For NPR, the iPad Means a New App–And a New Web Site
But the standoff between Apple (AAPL) and Adobe has prompted NPR to take on another engineering project at the same time: It is building a version of its Web site designed specifically for the iPad.
So if all goes as planned, iPad users who want to listen to NPR programming will have a couple choices next month. They can:
- Download a free iPad-optimized version of the broadcaster’s popular (two million downloads) iPhone app. Or
- Use the iPad’s browser to visit NPR.org, which will detect that it’s being viewed with Apple’s device and serve up a custom-built site. This means no trace of Adobe’s (ADBE) Flash, which is used to power graphics and media on the site.
I’ve heard about a handful of other big publishers who are altering some but not all of their Web sites to create iPad-optimized versions.
That’s what The Wall Street Journal–like this Web site, the Journal is owned by News Corp. (NWS)–is doing, for instance: Visitors to the newspaper’s front page will see an iPad-specific, Flash-free page.
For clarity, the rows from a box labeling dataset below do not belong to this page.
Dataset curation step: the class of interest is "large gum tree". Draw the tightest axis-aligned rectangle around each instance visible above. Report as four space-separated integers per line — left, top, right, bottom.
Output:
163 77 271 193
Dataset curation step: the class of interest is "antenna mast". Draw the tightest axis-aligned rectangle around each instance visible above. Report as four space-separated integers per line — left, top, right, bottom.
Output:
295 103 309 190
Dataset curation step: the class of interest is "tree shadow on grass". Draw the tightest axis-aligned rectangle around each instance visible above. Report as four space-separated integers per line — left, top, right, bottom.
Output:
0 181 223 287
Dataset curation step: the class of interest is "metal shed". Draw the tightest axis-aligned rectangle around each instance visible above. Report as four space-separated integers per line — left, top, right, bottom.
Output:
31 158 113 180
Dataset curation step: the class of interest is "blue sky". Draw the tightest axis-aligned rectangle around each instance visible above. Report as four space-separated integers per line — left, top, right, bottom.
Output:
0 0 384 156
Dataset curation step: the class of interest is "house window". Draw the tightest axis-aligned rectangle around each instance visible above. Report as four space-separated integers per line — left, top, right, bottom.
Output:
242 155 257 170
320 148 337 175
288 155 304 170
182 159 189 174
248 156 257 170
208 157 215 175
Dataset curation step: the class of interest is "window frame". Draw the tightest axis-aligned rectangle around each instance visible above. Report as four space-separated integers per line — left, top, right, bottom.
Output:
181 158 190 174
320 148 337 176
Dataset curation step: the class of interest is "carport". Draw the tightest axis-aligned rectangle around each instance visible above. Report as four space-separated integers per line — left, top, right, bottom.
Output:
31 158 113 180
But those who click deeper into the site will eventually find pages that haven’t been converted.
Kinsey Wilson, who oversees digital media for NPR, says he has been able to create a new version of his Web site–while keeping the existing one up and running for other visitors–because of the site recent redesign, which split up the data that powers the site from its presentation layer. In English, this means NPR can swap out the site’s facade while keeping its plumbing and foundation intact.
Just as important: NPR only runs a smattering of advertising, in the form of sponsorships it sells to a handful of marketers. This means it doesn’t have to worry about how to handle the Web ad ecosystem, which depends on Flash. Wilson says NPR has locked up a launch sponsor for both the iPad app and the custom site.
So what will the app and site look like? Alas, NPR won’t let me see a demo or look at mock-ups, i part, I gather, because the network is still building the things.
But here’s something to chew on until launch: Wilson says that while iPhone apps are a “very intentional experience”–you load the thing up and seek out specific content–he thinks the iPad will be a “lean back device.” That’s traditionally the distinction multimedia types use to differentiate between a computer and a TV. Intriguing.